I would not trust credit card details to be sent out over email unencrypted, and while I am not an expert in PCI, I believe this violates PCI's requirements to protect cardholder data. HTTPS merely encrypts data transfer between the web browser and the web server over the network. If your email client is set up to use SMTP with SSL, that only encrypts data transfer between your email client and your email domain (e.g., if your address is gmail.com its encrypted while being sent to gmail's servers, but then gmail can fully read your data). Your mail server may route your plaintext email to many other servers (who would be able to read that information), even going over unencrypted networks if necessary.

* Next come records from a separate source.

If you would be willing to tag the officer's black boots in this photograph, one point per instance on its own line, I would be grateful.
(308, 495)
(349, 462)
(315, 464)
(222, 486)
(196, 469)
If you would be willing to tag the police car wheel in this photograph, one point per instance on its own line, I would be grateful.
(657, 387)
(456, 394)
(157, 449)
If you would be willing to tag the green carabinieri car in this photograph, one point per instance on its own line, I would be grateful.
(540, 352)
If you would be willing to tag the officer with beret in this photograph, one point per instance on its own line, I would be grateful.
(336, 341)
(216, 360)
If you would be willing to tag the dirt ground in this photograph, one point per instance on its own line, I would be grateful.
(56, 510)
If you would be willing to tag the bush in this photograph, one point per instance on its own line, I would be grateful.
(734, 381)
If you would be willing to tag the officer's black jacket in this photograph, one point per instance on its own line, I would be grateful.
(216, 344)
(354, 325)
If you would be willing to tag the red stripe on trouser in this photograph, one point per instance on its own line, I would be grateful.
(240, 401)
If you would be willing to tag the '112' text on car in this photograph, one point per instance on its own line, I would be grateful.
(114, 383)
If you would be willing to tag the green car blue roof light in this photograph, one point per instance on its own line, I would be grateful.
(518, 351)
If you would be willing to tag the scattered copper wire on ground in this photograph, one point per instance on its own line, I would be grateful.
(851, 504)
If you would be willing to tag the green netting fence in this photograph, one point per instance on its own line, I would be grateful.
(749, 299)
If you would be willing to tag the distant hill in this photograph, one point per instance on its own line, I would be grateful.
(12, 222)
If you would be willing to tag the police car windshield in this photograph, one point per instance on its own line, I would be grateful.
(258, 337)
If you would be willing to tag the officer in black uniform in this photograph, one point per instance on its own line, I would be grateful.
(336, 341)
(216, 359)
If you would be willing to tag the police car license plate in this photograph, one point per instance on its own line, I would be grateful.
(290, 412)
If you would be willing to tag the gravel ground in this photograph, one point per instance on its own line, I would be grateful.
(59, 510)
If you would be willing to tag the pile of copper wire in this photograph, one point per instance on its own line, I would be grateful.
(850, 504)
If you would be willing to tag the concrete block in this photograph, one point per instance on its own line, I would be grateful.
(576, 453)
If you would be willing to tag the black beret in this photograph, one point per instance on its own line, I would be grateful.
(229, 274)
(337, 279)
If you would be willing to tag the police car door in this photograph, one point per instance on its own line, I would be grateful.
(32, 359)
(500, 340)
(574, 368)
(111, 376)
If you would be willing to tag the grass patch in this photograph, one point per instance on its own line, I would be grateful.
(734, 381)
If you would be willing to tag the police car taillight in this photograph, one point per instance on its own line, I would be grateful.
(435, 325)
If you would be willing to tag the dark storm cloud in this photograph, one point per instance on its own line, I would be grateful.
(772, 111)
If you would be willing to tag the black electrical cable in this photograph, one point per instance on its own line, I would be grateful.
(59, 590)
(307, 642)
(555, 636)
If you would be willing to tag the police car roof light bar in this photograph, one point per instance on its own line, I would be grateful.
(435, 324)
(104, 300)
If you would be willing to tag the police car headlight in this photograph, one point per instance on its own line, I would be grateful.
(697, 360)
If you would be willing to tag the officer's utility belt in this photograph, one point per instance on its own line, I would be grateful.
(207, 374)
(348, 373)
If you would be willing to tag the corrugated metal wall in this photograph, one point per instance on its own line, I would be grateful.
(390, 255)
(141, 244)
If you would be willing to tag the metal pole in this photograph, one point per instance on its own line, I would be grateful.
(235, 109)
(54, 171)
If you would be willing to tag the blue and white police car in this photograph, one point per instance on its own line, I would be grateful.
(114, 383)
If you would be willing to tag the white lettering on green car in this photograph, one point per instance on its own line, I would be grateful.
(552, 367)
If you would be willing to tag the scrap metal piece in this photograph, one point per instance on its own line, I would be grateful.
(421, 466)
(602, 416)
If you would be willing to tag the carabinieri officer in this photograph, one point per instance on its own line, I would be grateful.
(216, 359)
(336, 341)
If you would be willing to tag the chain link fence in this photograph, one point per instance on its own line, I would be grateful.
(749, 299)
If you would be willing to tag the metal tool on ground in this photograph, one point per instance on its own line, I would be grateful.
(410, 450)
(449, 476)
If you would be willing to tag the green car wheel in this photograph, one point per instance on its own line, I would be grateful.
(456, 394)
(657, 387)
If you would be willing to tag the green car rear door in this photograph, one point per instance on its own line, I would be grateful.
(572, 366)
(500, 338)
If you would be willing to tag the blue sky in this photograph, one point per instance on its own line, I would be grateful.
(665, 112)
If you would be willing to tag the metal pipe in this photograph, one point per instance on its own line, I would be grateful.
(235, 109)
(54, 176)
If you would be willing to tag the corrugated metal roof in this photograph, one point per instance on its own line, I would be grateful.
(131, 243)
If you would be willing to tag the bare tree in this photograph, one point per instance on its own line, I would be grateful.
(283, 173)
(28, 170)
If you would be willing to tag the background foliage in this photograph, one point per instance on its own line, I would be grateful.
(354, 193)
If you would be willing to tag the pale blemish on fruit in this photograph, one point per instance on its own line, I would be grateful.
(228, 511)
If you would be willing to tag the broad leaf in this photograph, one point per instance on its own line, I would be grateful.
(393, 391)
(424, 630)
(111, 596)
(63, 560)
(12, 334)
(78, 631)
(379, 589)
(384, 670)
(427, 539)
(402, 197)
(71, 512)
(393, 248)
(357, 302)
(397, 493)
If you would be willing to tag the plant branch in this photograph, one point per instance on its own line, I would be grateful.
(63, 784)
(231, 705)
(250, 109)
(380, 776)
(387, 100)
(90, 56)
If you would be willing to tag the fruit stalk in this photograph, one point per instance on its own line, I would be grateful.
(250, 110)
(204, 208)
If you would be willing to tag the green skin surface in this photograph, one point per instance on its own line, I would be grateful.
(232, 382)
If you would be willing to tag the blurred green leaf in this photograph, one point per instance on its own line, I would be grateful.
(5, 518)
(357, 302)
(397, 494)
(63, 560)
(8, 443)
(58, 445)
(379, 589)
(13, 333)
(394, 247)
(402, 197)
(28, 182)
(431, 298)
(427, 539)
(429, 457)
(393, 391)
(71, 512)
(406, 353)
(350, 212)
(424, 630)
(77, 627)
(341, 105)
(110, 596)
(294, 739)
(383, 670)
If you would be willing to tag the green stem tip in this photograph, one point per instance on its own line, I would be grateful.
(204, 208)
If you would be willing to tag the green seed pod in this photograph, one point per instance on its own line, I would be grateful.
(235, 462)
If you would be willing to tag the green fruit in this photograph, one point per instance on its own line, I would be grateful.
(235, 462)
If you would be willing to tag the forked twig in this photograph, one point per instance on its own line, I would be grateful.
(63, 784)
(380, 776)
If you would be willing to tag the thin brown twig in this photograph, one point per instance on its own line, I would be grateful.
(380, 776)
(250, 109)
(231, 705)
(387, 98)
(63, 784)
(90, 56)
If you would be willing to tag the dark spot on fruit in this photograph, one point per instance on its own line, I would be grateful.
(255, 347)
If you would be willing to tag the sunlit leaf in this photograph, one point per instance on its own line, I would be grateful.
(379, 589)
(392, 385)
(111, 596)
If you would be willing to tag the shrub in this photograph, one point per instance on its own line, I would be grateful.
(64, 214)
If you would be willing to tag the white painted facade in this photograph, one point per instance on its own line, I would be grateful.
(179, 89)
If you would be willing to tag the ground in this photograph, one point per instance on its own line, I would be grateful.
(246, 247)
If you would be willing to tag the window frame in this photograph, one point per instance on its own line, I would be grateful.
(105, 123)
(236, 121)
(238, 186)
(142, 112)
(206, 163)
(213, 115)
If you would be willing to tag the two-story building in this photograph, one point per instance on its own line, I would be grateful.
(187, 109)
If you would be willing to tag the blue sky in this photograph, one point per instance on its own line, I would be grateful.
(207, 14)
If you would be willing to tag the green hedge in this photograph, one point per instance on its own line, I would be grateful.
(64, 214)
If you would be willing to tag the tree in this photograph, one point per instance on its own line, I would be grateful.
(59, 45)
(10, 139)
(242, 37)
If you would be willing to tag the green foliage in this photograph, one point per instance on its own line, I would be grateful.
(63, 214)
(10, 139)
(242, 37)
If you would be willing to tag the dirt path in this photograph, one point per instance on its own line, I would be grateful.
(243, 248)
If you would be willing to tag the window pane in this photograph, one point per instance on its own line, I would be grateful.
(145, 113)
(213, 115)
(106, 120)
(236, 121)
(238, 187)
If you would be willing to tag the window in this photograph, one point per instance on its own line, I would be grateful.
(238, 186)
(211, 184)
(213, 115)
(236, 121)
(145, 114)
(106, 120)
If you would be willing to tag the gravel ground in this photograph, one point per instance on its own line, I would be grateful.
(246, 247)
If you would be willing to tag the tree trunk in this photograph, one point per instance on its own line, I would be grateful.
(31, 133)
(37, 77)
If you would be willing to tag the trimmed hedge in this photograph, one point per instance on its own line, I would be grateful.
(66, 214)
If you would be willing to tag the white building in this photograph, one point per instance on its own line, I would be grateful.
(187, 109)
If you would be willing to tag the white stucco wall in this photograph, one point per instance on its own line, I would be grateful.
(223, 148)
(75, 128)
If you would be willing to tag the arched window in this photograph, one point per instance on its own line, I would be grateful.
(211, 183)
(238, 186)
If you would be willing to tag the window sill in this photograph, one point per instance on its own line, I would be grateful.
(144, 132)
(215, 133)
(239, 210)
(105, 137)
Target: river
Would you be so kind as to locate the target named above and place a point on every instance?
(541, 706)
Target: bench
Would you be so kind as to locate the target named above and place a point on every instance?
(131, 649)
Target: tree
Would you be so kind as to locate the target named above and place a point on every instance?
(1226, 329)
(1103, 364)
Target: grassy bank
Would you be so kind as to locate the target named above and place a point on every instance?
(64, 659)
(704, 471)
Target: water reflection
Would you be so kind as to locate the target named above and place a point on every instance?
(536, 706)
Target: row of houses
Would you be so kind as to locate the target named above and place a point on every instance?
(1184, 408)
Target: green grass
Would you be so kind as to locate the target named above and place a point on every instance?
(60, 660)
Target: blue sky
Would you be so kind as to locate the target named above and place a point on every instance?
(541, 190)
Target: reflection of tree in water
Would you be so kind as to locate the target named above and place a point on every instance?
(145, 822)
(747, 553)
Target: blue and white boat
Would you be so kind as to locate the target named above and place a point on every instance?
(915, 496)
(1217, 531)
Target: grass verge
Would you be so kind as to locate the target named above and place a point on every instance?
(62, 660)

Also again, I wouldn't trust PCI data with a company like http://www.sendinc.com/. They say they randomly generate a decryption key, which they will send to you, and also say they will not keep their own copy of that key. That last part relies on you trusting them not to keep a copy of your key or plaintext message, and I simply would not trust them to do so without an explicit business agreement that holds them liable to any flaws in their implementation setup that allows any malicious admin (or hacker) at their end to steal your data. If you need to send sensitive data over email, I would save it into a file and encrypt that file somehow locally (on the same computer) and then send the encrypted file to the client, and on a separate secure channel give the client the passphrase/key to decrypt it.
If this needs to be done infrequently, maybe something simple like install GPG in a linux/unix environment (like Mac OS X) and use gpg -c sensitive_file.txt
, which will prompt you for a passphrase, and create an encrypted file sensitive_file.txt.gpg
which you can then send for the other party to decrypt (gpg -d sensitive_file.txt.gpg
) with a passphrase you've shared in person or through a non-eavesdroppable channel. Otherwise, you both should set up a public/private keys that you each trust, and then can set up encrypted email clients with PGP or S/MIME. This is a little bit more work, but most modern email clients support some form of email encryption.
PS: This request seems very strange. Are you sure you aren't being socially engineered by someone trying to steal credit card information? Make sure this is really your client, not someone posing as the client (say after getting their login credentials/email account password in any of a variety of ways) who is now trying to get you to give away credit card information in a phishing attempt.